U.S. Textile Mills See Problems

ByABC News
November 29, 2001, 10:49 AM

Nov. 30 -- John Cavanagh, a 31-year veteran of the U.S. textile industry, might start doing something he never thought he'd do sell foreign textiles.

Cavanagh, 55, will lose his job as head of sales and marketing for CMI Industries at the end of the month. CMI, a Columbia, S.C.-based textile producer, declared Chapter 11 bankruptcy earlier this week.

Now one of the jobs the staunch supporter of the U.S. textile industry is considering is selling textiles for mills based in Pakistan and India. While that option is not his first choice, he admits that he's probably better off than the tens of thousands of textile workers who have lost their jobs in the past year.

"What's really devastating is for entry and middle-level positions," says Cavanagh. "There is no replacement for those jobs. There's nowhere for them to go."

Indeed, the textile industry has been hurting for the past few years from intense foreign competition, but the current economic downturn is making the situation even worse for U.S. textile makers and workers.

For the year ending October, around 63,200 U.S. textile workers have lost their jobs and around 100 textile mills have closed, says David Link, chief economist for the American Textile Manufacturers Institute, an industry trade group based in Washington, D.C., commonly known as the ATMI.

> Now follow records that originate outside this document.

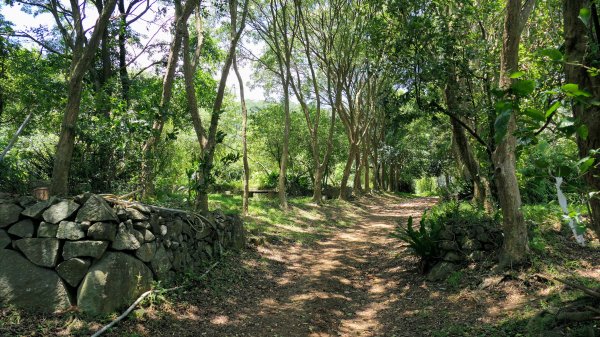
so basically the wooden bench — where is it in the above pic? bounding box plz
[248,189,277,198]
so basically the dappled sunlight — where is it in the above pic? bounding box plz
[210,315,230,325]
[50,194,598,337]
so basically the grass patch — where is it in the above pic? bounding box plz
[208,193,361,245]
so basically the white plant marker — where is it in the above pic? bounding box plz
[555,177,586,246]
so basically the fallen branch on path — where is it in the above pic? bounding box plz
[90,262,219,337]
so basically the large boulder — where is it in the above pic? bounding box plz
[63,241,109,260]
[0,249,71,312]
[76,195,118,223]
[0,203,23,228]
[42,200,79,224]
[77,252,153,314]
[14,238,60,267]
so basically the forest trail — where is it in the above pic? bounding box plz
[240,195,438,337]
[168,195,445,337]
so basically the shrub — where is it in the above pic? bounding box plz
[394,213,444,272]
[395,201,500,272]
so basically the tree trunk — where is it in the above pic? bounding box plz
[493,0,529,267]
[393,164,399,192]
[372,149,379,191]
[450,119,493,211]
[182,22,206,148]
[50,0,118,196]
[382,161,387,191]
[118,0,130,105]
[339,143,357,200]
[278,81,291,209]
[353,146,362,195]
[363,141,370,193]
[233,56,250,216]
[388,163,394,192]
[194,0,249,213]
[141,0,198,199]
[0,110,33,162]
[564,0,600,236]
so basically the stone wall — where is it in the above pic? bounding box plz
[426,222,502,281]
[0,193,244,314]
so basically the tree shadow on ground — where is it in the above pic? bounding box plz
[4,194,599,337]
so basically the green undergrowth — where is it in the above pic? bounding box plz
[427,201,600,337]
[211,193,359,245]
[143,191,360,245]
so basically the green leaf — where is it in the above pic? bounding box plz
[578,157,595,173]
[577,124,589,139]
[522,108,545,122]
[579,8,591,27]
[562,83,592,97]
[494,109,512,144]
[511,79,536,97]
[562,83,579,93]
[534,159,548,169]
[557,165,574,177]
[545,101,561,118]
[538,48,563,61]
[510,71,526,79]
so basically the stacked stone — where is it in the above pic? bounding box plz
[427,222,503,281]
[0,193,244,314]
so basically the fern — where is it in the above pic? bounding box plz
[394,212,444,269]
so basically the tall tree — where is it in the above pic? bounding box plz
[492,0,534,266]
[233,55,250,215]
[50,0,118,195]
[563,0,600,236]
[193,0,250,213]
[288,0,336,203]
[251,0,297,209]
[140,0,198,198]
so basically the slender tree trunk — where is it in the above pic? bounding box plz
[382,162,388,191]
[195,0,249,213]
[339,143,357,200]
[493,0,529,267]
[388,163,394,192]
[393,164,399,192]
[0,110,33,162]
[372,148,379,191]
[450,119,493,211]
[278,81,291,208]
[233,57,250,216]
[564,0,600,236]
[353,146,362,194]
[363,141,370,193]
[118,0,130,105]
[50,0,118,196]
[182,22,206,148]
[141,0,198,198]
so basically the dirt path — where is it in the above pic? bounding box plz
[153,194,443,337]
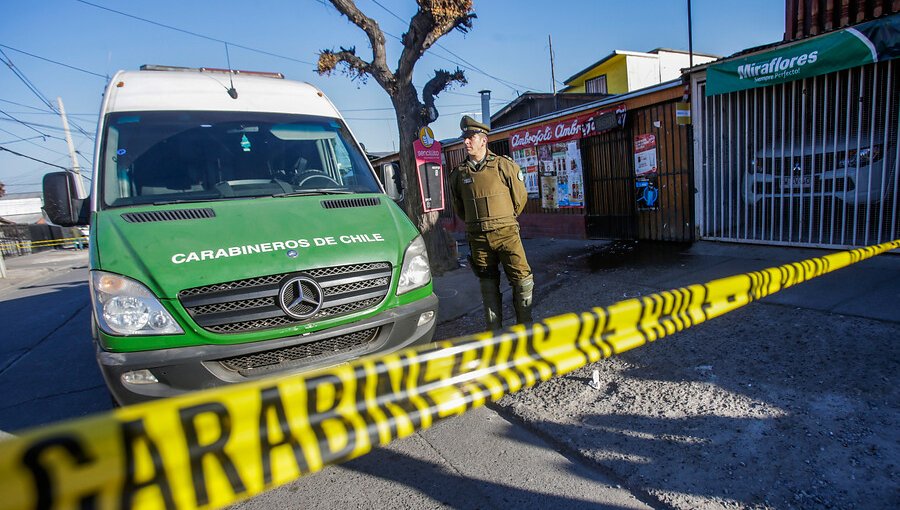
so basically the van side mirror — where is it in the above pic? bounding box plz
[381,163,404,202]
[42,172,88,226]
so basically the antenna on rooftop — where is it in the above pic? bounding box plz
[224,43,238,99]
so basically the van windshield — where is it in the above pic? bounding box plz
[99,111,381,207]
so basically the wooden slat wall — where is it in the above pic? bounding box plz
[786,0,898,41]
[629,102,695,242]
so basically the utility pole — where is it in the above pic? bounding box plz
[549,34,557,94]
[687,0,694,67]
[57,97,87,198]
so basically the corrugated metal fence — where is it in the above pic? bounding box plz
[699,60,899,248]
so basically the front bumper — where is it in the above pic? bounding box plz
[97,294,438,405]
[742,163,891,205]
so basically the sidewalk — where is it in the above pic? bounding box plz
[432,234,612,326]
[431,236,900,330]
[0,248,90,295]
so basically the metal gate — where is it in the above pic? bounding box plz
[699,60,899,248]
[582,128,636,238]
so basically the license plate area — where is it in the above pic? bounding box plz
[781,175,812,189]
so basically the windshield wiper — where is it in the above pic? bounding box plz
[150,197,224,206]
[272,189,355,197]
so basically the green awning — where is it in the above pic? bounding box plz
[706,13,899,96]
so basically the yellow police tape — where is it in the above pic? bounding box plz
[0,239,897,510]
[9,237,88,249]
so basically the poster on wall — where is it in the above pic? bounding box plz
[509,103,625,209]
[511,146,540,197]
[633,134,657,176]
[633,133,659,211]
[562,141,583,207]
[538,145,557,209]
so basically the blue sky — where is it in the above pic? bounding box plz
[0,0,785,193]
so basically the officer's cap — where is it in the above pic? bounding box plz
[460,115,489,137]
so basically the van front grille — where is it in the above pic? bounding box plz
[216,327,380,376]
[178,262,392,334]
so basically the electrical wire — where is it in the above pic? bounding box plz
[0,44,108,79]
[0,146,69,171]
[0,49,96,140]
[0,117,94,137]
[0,127,71,158]
[0,108,50,138]
[76,0,316,66]
[367,0,541,93]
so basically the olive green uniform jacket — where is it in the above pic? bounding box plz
[449,151,528,233]
[449,151,532,282]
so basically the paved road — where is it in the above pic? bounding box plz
[0,245,650,509]
[2,239,897,508]
[0,249,109,435]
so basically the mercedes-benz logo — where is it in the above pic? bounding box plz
[278,276,324,320]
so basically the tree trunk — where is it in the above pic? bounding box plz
[392,93,457,275]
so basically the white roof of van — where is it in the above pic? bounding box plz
[105,69,341,118]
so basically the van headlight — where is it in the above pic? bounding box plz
[397,235,431,295]
[90,271,183,335]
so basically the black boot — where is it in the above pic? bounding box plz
[479,278,503,331]
[512,276,534,324]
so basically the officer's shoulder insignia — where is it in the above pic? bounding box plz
[502,155,514,162]
[517,170,525,181]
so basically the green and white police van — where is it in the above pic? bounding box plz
[43,65,437,405]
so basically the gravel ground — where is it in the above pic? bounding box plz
[435,244,900,510]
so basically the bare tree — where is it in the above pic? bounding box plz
[317,0,476,274]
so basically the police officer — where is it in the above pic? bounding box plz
[449,115,533,331]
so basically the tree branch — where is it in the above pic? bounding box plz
[323,0,394,88]
[397,0,475,81]
[421,68,467,123]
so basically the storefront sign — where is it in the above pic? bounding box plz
[508,104,626,150]
[706,13,900,95]
[509,104,623,209]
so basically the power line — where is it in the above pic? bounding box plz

Textile Communities in Trouble

Though the 457,000 workers currently employed in the textile industry might seem like a drop in the bucket of the total 17 million U.S. manufacturing jobs in October, the layoffs have been devastating in states and communities that have high numbers of people employed in the industry.

North Carolina, which employed the largest number of textile workers in 2000, saw its unemployment rate rise to 5.5 percent in October dramatically higher from the state's 3.9 percent in October of last year.

Amid a slumping demand for apparel, many companies have been forced to lay off workers or declare Chapter 11 bankruptcy protection in order to deal with the difficult environment. Burlington Industries, once the largest textile maker in the world, filed for Chapter 11 earlier this month, while Lawrence, Mass.-based Malden Mills followed suit yesterday. Burlington, a Greensboro, N.C.-based company that has undergone a series of restructuring efforts in the past few years, has not said whether or not it will cut its work force.